Almonty Aktie: 139.700 Tonnen Erz in Sangdong

Almonty verarbeitet erstmals Erz in Sangdong und meldet starkes Umsatzwachstum. Die Aktie fällt trotz positiver Geschäftsentwicklung.

Die Kernpunkte:
  • Erste Verarbeitung in Sangdong-Mine
  • Umsatzplus von 221 Prozent
  • Operativer Cashflow wird positiv
  • Firmensitz in die USA verlegt

Fast 140.000 Tonnen Erz warten auf ihre Verarbeitung. Für Almonty Industries ist das mehr als eine Lagerbestandszahl – es ist der Beweis, dass die Sangdong-Mine in Südkorea vom Projekt zur laufenden Produktion wird. Am Montag hat der Konzern ein neues Betriebs- und Finanzupdate veröffentlicht, das genau diesen Übergang dokumentiert.

Sangdong läuft an, der Lagerbestand wächst

Seit dem 1. Juli 2026 speist Almonty gelagertes Rohererz durch die neu in Betrieb genommene Aufbereitungsanlage in Sangdong. Das ist der entscheidende Schritt vom Minenentwickler zum aktiven Wolfram-Produzenten.

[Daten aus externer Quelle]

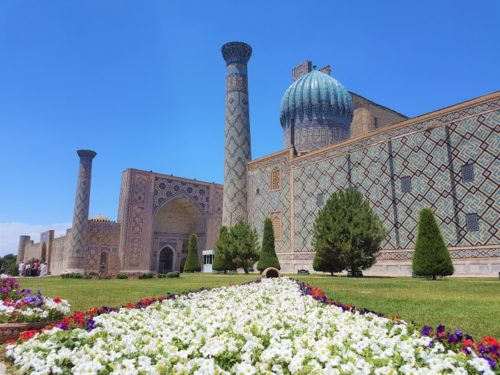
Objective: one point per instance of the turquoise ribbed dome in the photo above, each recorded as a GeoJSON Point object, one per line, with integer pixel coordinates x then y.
{"type": "Point", "coordinates": [316, 95]}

Ende des ersten Quartals 2026 lag der Erzbestand bei rund 120.000 Tonnen. Der Abbau im zweiten Quartal brachte weitere 19.700 Tonnen hinzu. Insgesamt kommt Almonty damit auf etwa 139.700 Tonnen Erz mit einem Wolframtrioxid-Gehalt von 0,25 Prozent.

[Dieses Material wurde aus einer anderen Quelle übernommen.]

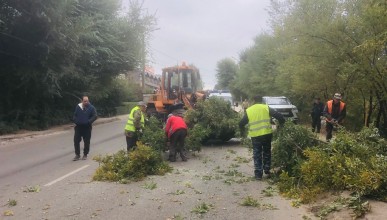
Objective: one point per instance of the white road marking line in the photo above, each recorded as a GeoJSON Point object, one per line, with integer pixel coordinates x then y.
{"type": "Point", "coordinates": [65, 176]}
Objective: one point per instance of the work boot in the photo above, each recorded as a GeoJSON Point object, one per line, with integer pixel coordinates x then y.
{"type": "Point", "coordinates": [77, 157]}
{"type": "Point", "coordinates": [258, 175]}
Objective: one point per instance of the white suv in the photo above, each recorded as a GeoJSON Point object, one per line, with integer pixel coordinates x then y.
{"type": "Point", "coordinates": [282, 105]}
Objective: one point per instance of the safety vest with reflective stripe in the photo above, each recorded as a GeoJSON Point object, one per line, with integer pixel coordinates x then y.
{"type": "Point", "coordinates": [130, 125]}
{"type": "Point", "coordinates": [259, 120]}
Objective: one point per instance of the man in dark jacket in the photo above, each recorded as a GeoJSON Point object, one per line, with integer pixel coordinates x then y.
{"type": "Point", "coordinates": [84, 116]}
{"type": "Point", "coordinates": [260, 130]}
{"type": "Point", "coordinates": [316, 113]}
{"type": "Point", "coordinates": [335, 111]}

Diese Menge reicht für rund 2,6 Monate Versorgung der Phase-I-Verarbeitung. Zu aktuellen Marktpreisen entspricht das einem rechnerischen Bruttowert von etwa 68 Millionen Dollar – Material, das noch verarbeitet werden muss, aber bereits im Zulauf steckt.

Kurs fällt trotz starker Zahlen

Die Almonty-Aktie (NASDAQ: ALM) schloss am Montag bei 13,70 Dollar. Das bedeutet ein Tagesminus von 3,39 Prozent. Der Rückgang steht in deutlichem Kontrast zur finanziellen Entwicklung der ersten Jahreshälfte.

Im jüngsten Quartalsbericht meldete Almonty einen Umsatz von 25,4 Millionen Dollar. Das ist ein Plus von 221 Prozent gegenüber dem Vorjahr. Verantwortlich dafür sind Rekordpreise für Wolfram und eine starke Leistung der Panasqueira-Mine in Portugal.

Der operative Cashflow drehte ins Positive: 9,7 Millionen Dollar im ersten Quartal, nach minus 4,4 Millionen Dollar im Vorjahreszeitraum. Zum 31. März verfügte Almonty über eine Kassenposition von 259,9 Millionen Dollar. Gestützt wird diese Liquidität durch eine im Juni 2026 abgeschlossene, überzeichnete Wandelanleihe im Volumen von 700 Millionen Dollar.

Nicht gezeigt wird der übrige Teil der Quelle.